The business released its mobile app, eMobile, in 2012 so that consumers could schedule events on their cellphones. The application integrates with other etouches modules, including eReg and eSocial. Also that year, etouches received $7.75 million in Series B financing led by Level Equity.

Etouches raised $6 million in Series C round investments in 2013. In September of that year, the company appointed Oni Chukwu as president and chief executive officer. The veteran software industry executive sits on the Board of Directors of the Connecticut Technology Council and the Board of Governors for the University of New Haven. etouches expanded operations in the Middle East with the opening of a headquarters office in Dubai in 2015. The company raised $14 million in Series C funding through investors including Argentum Group, Also that year, etouches expanded its platform with the acquisition of TapCrowd, a company that creates mobile applications and provides marketing data for businesses and associations worldwide. A new partnership integrated the InGo social media marketing suite into the etouches event management platform.
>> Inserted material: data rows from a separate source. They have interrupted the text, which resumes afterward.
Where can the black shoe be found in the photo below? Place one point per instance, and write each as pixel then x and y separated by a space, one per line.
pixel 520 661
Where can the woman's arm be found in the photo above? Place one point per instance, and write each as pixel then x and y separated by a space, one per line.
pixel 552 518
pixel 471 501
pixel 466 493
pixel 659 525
The company also acquired Inevention, a venue sourcing platform with an estimating tool to help planners manage the cost of offsite meetings and events.

Rapid growth earned Etouches a spot on Deloitte's 2015 Technology Fast 500 list of the fastest-growing technology companies in North America.
Also that year, SmartCEO magazine honored Chukwu with its New York Future 50 award, recognizing the region's fastest-growing, mid-sized companies.

Etouches continued to develop its end-to-end event management platform for the enterprise market throughout 2016. The company closed a $20 million funding round. Later that year, it acquired venue sourcing and booking platform Zentila. Etouches also introduced its event ROI product. etouches also integrates directly with other popular software, including Salesforce and Passkey.

On March 2, 2017, Etouches acquired LOOPD, a leading onsite data-drive technology. Two months later, on May 9, 2017, etouches was acquired by HGGC, a leading middle market private equity firm. HGGC's investment helped etouches expand its business and further invest in its market-leading cloud platform to win a greater share of the $6 billion Event Management Software (EMS) and venue sourcing market.

=== Aventri — 2018 ===
On July 12, 2018, the company rebranded to Aventri.

=== Acquisition by Meetingplay and Stova rebranding — 2022 ===
Meetingplay acquired Aventri for an undisclosed amount and both companies re-branded under a new company name, Stova.

==Locations==
Aventri is headquartered in Norwalk, Connecticut, USA with offices throughout North America and in Europe, the Middle East, and Asian Pacific. The company offers multilingual and multi-currency product versions to accommodate its global customer base.